I'd halfway assume that knotes shouldn't be triggered if the TTY was revoked, which might look something like: https://people.freebsd.org/~rew/tf-revoke.patch

or maybe it makes sense to delete the knotes when the TTY is not opened? something like: https://people.freebsd.org/~rew/tty-knote.patch

or...some other behavior is expected? either way, both of the patches above prevented the panic from occurring.

To reproduce, spin up a vm and execute the following:

- launch nvim
- suspend nvim (ctrl-z)
- poweroff (panic)
Comment 3 Robert Wing freebsd_committer freebsd_triage 2023-08-26 18:43:20 UTC
https://reviews.freebsd.org/D41605

I'm not sure this is the best fix but, I'm guessing we are going to get more reports about this in the future as I've hit it randomly a few times now.
Comment 4 commit-hook freebsd_committer freebsd_triage 2023-12-19 00:49:00 UTC
A commit in branch main references this bug:

URL: https://cgit.FreeBSD.org/src/commit/?id=acd5638e268a6706f6b7ad84947a8425e8d51ef7

commit acd5638e268a6706f6b7ad84947a8425e8d51ef7
Author:     Robert Wing <rew@FreeBSD.org>
AuthorDate: 2023-12-19 00:40:46 +0000
Commit:     Robert Wing <rew@FreeBSD.org>
CommitDate: 2023-12-19 00:40:46 +0000

    tty: delete knotes when TTY is revoked

    Do not clear knotes from the TTY until it gets dealloc'ed, unless the
    TTY is being revoked, in that case delete the knotes when closed is
    called on the TTY.

    When knotes are cleared from a knlist, those knotes become detached from
    the knlist.
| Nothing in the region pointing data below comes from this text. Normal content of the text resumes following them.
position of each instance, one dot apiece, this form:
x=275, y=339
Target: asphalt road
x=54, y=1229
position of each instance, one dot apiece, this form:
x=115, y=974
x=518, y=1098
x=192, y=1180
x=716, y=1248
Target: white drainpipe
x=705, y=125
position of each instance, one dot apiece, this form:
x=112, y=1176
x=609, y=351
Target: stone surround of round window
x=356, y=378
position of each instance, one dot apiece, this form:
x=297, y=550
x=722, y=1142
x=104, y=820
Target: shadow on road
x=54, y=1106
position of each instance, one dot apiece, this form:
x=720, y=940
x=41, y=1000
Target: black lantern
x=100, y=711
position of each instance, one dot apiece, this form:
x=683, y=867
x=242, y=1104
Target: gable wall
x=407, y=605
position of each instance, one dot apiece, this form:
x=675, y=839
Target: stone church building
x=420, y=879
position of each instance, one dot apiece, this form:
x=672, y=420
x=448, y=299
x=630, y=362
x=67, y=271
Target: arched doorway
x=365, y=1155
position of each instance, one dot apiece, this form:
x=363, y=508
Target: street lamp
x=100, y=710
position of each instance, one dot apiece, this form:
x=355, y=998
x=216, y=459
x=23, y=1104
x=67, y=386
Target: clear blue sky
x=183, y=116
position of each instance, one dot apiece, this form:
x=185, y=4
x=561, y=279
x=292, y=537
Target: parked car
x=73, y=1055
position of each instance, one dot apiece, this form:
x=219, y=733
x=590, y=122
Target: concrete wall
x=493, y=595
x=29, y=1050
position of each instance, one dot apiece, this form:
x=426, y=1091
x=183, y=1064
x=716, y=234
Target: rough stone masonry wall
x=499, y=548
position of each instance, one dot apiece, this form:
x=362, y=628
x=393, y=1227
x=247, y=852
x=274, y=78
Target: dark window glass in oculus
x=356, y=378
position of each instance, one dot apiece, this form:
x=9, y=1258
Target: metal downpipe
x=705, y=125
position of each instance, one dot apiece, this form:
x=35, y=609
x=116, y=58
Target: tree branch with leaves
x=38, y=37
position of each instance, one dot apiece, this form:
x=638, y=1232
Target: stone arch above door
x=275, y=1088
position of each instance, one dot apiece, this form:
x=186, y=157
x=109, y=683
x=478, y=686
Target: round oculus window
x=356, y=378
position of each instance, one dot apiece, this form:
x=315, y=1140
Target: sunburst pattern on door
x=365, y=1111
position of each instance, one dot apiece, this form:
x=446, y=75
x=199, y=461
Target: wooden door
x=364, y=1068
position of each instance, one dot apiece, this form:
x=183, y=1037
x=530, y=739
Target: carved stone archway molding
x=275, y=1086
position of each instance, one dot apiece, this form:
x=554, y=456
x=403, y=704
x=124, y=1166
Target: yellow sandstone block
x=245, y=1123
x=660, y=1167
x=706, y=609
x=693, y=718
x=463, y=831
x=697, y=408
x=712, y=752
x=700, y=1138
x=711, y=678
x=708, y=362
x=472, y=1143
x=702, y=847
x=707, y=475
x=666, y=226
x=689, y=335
And when an event is triggered on a detached knote there
    isn't an associated knlist and therefore no lock will be taken when the
    event is triggered.

    This becomes a problem when a detached knote is triggered on a TTY since
    the mutex for a TTY is also used as the lock for its knlists. This
    scenario ends up calling the TTY event handlers without the TTY lock
    being held and tripping on asserts in the event handlers.
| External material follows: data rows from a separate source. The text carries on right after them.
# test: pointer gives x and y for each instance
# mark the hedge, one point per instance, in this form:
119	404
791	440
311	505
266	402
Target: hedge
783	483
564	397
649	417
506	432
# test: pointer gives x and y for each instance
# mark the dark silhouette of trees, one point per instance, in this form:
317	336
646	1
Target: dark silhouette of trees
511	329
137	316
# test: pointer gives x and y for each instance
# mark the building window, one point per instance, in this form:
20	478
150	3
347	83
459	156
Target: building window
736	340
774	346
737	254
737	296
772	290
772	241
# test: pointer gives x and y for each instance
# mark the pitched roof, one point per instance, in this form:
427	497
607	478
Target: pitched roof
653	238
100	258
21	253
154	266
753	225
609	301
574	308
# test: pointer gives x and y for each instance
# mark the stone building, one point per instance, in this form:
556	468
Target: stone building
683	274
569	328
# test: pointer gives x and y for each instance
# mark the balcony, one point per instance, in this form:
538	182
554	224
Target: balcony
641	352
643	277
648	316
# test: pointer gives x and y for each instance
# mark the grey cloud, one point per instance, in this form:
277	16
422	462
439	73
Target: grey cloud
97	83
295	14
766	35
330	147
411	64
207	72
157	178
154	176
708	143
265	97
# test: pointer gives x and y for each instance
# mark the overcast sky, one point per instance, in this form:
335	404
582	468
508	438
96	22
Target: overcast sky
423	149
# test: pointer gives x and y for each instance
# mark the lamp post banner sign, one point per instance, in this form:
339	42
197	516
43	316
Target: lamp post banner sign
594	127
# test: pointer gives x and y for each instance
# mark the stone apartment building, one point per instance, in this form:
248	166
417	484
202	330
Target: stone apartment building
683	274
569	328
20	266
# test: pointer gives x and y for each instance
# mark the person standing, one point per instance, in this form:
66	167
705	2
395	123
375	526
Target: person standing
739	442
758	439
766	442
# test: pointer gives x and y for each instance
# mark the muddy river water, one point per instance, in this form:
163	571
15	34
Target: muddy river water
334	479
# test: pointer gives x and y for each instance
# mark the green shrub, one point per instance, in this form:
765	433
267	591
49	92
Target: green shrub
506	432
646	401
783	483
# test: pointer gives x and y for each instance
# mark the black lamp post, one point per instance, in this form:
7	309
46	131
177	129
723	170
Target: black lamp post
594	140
    PR:             272151
    Reviewed by:    kib, markj
    Differential Revision:  https://reviews.freebsd.org/D41605

 sys/kern/tty.c | 12 +++++++-----
 1 file changed, 7 insertions(+), 5 deletions(-)
Comment 5 Mark Linimon freebsd_committer freebsd_triage 2023-12-27 12:33:00 UTC
^Triage: assign to committer that resolved; set possible MFC flags.